2. Failure to Address Nail Spikes: Leaving a sharp spicule of nail deep in the proximal sulcus will inevitably lead to recurrent inflammation, regardless of how much soft tissue is removed.
To achieve the "minimal complications" reported by Jansey, the operating surgeon must be aggressive in the soft-tissue resection and meticulous in the exploration of the lateral gutter for hidden nail fragments.
Complications and Pitfalls
While generally considered safe and tissue-sparing, the Jansey and Bose techniques carry specific risks that the orthopedic surgeon must be prepared to manage:
- Recurrence: As noted, inadequate resection of the ungual labia or failure of the patient to adopt wide toe box footwear can lead to recurrent impingement.

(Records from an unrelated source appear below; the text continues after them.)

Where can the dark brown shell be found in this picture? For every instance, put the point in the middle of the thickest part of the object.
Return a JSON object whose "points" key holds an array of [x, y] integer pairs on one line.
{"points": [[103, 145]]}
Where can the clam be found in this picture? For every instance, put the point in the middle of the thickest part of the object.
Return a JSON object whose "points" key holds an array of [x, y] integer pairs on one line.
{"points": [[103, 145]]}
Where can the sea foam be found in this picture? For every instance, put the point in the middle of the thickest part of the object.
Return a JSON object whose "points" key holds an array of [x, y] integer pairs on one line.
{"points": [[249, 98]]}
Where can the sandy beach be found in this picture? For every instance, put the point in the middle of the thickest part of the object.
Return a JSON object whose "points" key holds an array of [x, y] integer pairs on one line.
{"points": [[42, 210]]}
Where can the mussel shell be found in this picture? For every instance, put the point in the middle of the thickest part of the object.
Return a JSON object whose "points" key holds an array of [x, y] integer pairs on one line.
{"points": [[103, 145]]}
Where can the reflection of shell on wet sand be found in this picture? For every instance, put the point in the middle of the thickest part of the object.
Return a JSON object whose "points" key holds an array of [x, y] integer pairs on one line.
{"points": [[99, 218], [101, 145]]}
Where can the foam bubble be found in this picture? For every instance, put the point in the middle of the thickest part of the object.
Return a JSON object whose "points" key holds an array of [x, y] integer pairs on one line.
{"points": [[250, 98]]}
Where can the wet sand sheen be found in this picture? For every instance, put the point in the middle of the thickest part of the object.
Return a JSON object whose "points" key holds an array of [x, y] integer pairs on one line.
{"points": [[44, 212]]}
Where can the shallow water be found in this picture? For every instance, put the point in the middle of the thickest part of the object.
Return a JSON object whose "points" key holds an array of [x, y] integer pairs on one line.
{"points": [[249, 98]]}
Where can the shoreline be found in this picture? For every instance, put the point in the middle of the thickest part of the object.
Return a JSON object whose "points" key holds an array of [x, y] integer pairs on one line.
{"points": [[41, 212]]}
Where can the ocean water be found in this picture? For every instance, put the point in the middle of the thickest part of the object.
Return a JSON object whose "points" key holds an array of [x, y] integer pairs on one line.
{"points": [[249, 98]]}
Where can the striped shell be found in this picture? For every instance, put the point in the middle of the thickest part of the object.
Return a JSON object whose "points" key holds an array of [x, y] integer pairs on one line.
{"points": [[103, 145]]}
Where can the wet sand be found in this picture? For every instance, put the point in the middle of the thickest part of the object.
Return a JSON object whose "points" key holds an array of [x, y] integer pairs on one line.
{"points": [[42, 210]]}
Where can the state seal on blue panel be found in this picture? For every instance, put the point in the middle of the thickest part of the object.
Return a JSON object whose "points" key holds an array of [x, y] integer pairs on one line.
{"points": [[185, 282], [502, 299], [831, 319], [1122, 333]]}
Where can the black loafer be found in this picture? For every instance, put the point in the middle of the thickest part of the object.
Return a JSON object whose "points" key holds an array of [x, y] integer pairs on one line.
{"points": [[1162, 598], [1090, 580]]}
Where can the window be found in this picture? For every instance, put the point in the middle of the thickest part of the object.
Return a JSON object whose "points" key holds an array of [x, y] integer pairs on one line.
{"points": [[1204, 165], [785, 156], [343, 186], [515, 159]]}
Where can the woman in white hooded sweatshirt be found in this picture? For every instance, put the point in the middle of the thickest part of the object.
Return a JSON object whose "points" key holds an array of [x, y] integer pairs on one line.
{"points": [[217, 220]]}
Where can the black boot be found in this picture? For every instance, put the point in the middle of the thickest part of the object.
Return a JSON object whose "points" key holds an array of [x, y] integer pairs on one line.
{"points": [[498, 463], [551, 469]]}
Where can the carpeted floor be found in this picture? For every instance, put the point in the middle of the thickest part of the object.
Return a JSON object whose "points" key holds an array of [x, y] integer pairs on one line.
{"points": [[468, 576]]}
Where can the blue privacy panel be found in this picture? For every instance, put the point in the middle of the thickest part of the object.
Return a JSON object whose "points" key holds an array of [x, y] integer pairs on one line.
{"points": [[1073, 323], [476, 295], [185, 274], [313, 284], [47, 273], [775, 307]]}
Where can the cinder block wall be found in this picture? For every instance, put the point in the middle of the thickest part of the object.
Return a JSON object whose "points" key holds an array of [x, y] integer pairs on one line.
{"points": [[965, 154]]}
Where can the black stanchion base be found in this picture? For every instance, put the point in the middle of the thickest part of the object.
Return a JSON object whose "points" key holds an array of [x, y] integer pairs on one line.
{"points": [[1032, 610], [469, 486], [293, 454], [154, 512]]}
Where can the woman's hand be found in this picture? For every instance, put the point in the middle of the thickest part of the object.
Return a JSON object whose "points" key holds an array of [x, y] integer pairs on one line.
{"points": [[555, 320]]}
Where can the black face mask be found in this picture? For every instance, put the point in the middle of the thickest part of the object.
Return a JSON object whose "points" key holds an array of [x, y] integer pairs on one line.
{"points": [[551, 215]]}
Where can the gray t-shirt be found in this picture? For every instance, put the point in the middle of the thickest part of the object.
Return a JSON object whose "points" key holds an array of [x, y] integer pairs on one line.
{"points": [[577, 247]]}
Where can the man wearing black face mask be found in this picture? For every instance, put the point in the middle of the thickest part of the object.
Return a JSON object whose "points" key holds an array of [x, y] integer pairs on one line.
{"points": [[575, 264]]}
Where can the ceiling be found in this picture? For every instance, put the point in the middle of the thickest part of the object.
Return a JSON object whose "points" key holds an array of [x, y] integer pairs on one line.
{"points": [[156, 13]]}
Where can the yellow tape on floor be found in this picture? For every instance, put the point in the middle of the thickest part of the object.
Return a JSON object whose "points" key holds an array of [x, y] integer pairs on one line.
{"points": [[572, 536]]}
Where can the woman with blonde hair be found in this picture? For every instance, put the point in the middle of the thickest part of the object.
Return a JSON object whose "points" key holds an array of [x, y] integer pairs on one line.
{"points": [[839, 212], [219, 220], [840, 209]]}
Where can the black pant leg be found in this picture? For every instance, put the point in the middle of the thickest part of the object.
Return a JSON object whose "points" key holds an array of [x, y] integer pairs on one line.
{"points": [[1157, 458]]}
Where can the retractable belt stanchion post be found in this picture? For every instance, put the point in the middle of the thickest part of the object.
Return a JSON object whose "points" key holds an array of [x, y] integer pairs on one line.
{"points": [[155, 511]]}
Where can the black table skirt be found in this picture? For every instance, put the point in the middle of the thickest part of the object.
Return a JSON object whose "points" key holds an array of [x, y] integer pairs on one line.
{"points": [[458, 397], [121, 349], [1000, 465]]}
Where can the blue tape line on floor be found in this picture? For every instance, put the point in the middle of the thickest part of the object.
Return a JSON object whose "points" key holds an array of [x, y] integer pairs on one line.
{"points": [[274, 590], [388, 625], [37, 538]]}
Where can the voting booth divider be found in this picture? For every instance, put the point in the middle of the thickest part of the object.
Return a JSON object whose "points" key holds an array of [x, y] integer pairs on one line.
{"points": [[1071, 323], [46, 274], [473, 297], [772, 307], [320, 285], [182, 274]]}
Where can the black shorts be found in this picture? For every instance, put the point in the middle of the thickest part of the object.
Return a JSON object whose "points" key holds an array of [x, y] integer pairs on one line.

- Infection: Because these procedures are often performed in the presence of pre-existing localized infection (paronychia), postoperative cellulitis is a risk. Aggressive intraoperative irrigation and postoperative warm soaks are critical mitigators.
- Epidermal Inclusion Cysts: If the No. 11 blade inadvertently scores or implants fragments of the germinal matrix into the deep dermal tissues during the proximal excision, an epidermal inclusion cyst or a spicule of ectopic nail may develop months later.
- Prolonged Healing: Wounds left to heal by secondary intention (particularly the wider Bose excision) may take several weeks to fully epithelialize, requiring prolonged patient compliance with wound care protocols.
Conclusion
The Jansey and Bose procedures remain highly valuable techniques in the armamentarium of the orthopedic surgeon managing onychocryptosis. By adhering to the philosophy of preserving the innocent nail plate and aggressively resecting the guilty hypertrophic soft tissue, these techniques offer a functional and cosmetically superior alternative to traditional matrixectomies. Mastery of the precise blade angles, adequate wedge resection, and strict postoperative footwear modifications will ensure excellent long-term outcomes and high patient satisfaction.